An ultracentrifugal engine of our technology, that can attain the same thrust as one of NASA's Space Shuttle Main Engines (SSME) could be fabricated in a high performance automotive machine shop using a standard sized aluminum round.

The ultracentrifugal engine is designed to dramatically collapse the complexity, and mass, of high pressure engines into a few simple parts that can be fabricated in any high performance automotive machine shop; the only exceptions being the cryogenic bearings made from silicon nitride and the rotary seal.

Innovation in rocket engines is being held back by the high cost of entry to experimentation with high performance engines. Simpler high performance engines made from widely available materials fabricated using widely available tools could dramatically enhance the rate of evolution in rocket engines.

Increasing pressure in the tanks costs a lot of mass compared to increasing pressure in the engine, so it is better to create pressure in the engine. The main problems here are all the complications surrounding high pressure engines, including the inducer, gas generator, turbine, cooling channels, injectors and all the plumbing connecting these devices.

A rocket's empty mass consists basically of its payload, its tanks and its engine. It's tanks and its engine need to provide enough pressure to create a high exhaust velocity (see the rocket equation below).

The "rocket equation" Velocity = ExhaustVelocity*ln(FueledRocketMass/EmptyRocketMass) shows a rocket's "burn out" velocity decreases the more massive the rocket is when empty of fuel (including its payload). Making the empty rocket lighter can have a huge impact on how fast a rocket of a given size can go.

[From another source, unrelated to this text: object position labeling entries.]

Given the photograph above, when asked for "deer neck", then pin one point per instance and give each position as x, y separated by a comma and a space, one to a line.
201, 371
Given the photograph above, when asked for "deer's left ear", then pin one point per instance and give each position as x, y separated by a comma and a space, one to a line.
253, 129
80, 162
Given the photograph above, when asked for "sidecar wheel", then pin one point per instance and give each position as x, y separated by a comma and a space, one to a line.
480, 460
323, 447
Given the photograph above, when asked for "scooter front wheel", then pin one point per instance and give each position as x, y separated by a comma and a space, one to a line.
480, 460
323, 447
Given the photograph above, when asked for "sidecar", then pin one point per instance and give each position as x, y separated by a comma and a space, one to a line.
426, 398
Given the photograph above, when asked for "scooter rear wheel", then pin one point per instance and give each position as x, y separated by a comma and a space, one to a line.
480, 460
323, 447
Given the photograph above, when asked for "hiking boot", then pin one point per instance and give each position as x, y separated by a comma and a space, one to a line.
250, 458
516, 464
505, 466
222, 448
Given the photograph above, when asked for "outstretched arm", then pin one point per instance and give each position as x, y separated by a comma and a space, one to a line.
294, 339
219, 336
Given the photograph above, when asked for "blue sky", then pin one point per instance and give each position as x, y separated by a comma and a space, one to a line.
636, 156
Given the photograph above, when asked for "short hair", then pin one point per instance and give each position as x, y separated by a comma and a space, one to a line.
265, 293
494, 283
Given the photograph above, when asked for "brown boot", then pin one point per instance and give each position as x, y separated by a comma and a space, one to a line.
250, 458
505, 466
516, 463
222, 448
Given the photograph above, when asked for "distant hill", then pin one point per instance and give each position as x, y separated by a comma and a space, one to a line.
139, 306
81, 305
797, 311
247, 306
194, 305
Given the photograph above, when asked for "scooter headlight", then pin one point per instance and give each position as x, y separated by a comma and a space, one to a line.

Earth has a gravitational "well" that is precariously close to the limit of what rockets can climb out of using chemical energy. Improvement in rockets have a big impact on the economy of climbing out of that well.

Getting to low earth orbit is the primary barrier to the unlimited solar energy, material and space of space, and Earth's biosphere is decreasingly capable of supporting the load placed on it by an expanding technological civilization.